Your speed stays the same. Your numbers don’t change much. It can feel like you’re stuck.

But something important is happening in the background:

  • Your endurance improves

  • Your breathing becomes more stable

  • Your body learns efficiency

These changes are slow, but they are real.

  1. Commuting is not the same as training

This is the key difference.

In a perfect training session, you control everything — no traffic, no interruptions.

But in real commuting, especially in a city:

  • Traffic lights stop you

  • Cars and e-bikes break your rhythm

  • Road conditions change constantly

Trying to “train seriously” in this environment often leads to frustration.
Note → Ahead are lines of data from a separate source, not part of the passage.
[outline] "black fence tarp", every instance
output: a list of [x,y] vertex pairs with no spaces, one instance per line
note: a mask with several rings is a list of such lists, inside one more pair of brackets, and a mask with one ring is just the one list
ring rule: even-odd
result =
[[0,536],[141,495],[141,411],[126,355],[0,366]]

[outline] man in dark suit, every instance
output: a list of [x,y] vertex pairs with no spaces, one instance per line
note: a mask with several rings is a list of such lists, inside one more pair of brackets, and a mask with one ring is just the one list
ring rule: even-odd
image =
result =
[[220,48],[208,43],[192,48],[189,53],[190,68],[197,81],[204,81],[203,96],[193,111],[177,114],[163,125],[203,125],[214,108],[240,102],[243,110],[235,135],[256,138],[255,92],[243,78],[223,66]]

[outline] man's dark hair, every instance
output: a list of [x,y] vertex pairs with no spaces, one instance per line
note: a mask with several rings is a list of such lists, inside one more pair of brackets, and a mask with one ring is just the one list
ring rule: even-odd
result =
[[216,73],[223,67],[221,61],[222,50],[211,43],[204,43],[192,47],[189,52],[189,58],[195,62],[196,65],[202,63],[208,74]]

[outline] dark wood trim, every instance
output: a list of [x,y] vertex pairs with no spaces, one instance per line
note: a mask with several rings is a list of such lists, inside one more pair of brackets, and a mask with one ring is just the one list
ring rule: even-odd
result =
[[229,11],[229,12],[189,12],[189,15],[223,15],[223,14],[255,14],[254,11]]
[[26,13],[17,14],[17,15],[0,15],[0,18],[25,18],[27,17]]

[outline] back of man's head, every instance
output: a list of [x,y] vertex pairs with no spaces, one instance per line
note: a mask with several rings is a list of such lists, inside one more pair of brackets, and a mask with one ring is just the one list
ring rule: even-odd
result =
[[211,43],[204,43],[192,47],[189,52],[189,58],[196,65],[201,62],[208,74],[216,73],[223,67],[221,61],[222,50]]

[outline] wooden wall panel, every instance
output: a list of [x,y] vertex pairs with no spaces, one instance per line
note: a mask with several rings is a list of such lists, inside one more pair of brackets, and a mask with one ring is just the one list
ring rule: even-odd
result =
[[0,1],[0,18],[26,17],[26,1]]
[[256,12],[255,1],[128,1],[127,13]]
That’s why your mindset matters more than your effort level.

  1. The better approach: ride by feel

Instead of choosing one extreme, I started doing something simpler:

I ride based on how I feel that day.

  • If my body feels strong → I push a bit more

  • If I feel tired or off → I ride easy

No pressure to perform. No need to force improvement.

Surprisingly, this made my riding more consistent — and over time, I still improved.

  1. Progress doesn’t always look obvious

One of the biggest misconceptions is that improvement must be visible quickly.

Higher speed. Better numbers. Faster segments.

But real progress is often subtle:

  • Lower heart rate at the same speed

  • Less fatigue after the ride

  • Better control and awareness

These things matter more than a slightly higher average speed.

Final thought

So should you push harder, or ride easier?

Push sometimes.
Ride easy most of the time.
And most importantly — don’t fight your body.

Consistency beats intensity in the long run.

Even if your speed doesn’t improve for a while, you might still be getting better in ways you don’t immediately see.

And that’s enough.

Thank you for reading. I hope you found this helpful.

Comments

  1. Making riding feel stressful, I just don't like that. I will not allow that happen.